Ancien acteur formé à la Rada (Royal Academy of Dramatic Art), William Corlett a travaillé comme acteur au théâtre et à la télévision avant de se consacrer à plein temps à l'écriture. On lui doit des pièces de théâtre et des romans pour adultes ainsi que des romans pour enfants. Ce sont d’ailleurs un roman pour la jeunesse "Le Portail de l'Eden" et la série des "Magician's House"", publiée entre 1990 et 1992, qui l’ont consacré comme écrivain. Mais le Britannique, né dans le Yorshire et décédé en France en 2005, est surtout l’auteur d’un très drôle et très subtil vaudeville gay : "Deux garçons bien sous tous rapports". Avec ce roman, William Corlett nous emmène en route pour une campagne anglaise de carte postale, mais moins apaisée qu’il n’y paraît. Nous voilà donc dans le village de Bellingford où vont bon train les commentaires entre villageoises et villageois depuis que le château local a trouvé des repreneurs. Il s’agit de deux citadins : Richard, producteur de théâtre et auteur de spectacles à succès, la cinquantaine, et Bless, son jeune compagnon, acteur sans emploi. Les deux amoureux, pour de vrai, débarquent dans un microcosme dont ils vont peu à peu éprouver les limites, arpenter les coulisses (aussi troubles que drôles). L’intérêt de ce roman faussement superficiel est de traiter avec une grande efficacité de l’homophobie, de l’acceptation de l’autre (qu’il soit gay, qu’il soit dingue, qu’elle soit lesbienne, qu’elle soit âgée…) et de brasser, l’air de rien, des notions et thèmes profonds. Ainsi, outre l’homosexualité et son acceptation sociale (toile de fond du roman), il sera question de l’identité sexuelle, de la folie quotidienne, de double vie, d’amour, de la dépendance aux sectes, etc. Sans jamais surchargé son propos, en maintenant un rythme soutenu, en ménageant à ses lectrices et lecteurs surprises, fausses pistes et ruptures narratives, avec une évidente empathie pour ses personnages, William Corlett livre un roman passionnant, amusant et édifiant : une belle leçon de tolérance.

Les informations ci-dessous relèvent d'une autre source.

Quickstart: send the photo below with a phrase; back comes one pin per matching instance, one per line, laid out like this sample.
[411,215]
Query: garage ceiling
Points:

(1) : "La matière des rêves", photographies de Nino Migliori. Exposition jusqu’ au 25 février 2018. Commissaires d’exposition : Alessandra Mauro et Laurie Hurwitz. Maison Européenne de la Photographie, 5/7 rue de Fourcy - 75004 Paris. Ouverture du mercredi au dimanche de 11h à 19h45.
(2) : "Obsession Marlene", exposition collective. Exposition jusqu’au 25 février 2018. Commissaire d’exposition : Pierre Passebon collectionneur. Maison Européenne de la Photographie, 5/7 rue de Fourcy - 75004 Paris. Ouverture du mercredi au dimanche de 11h à 19h45.
(3) : "Deux garçons bien sous tous rapports", traduit de l'anglais par Jean Rosenthal. Editions Pavillons Poche, 490 p., 10,90 euros.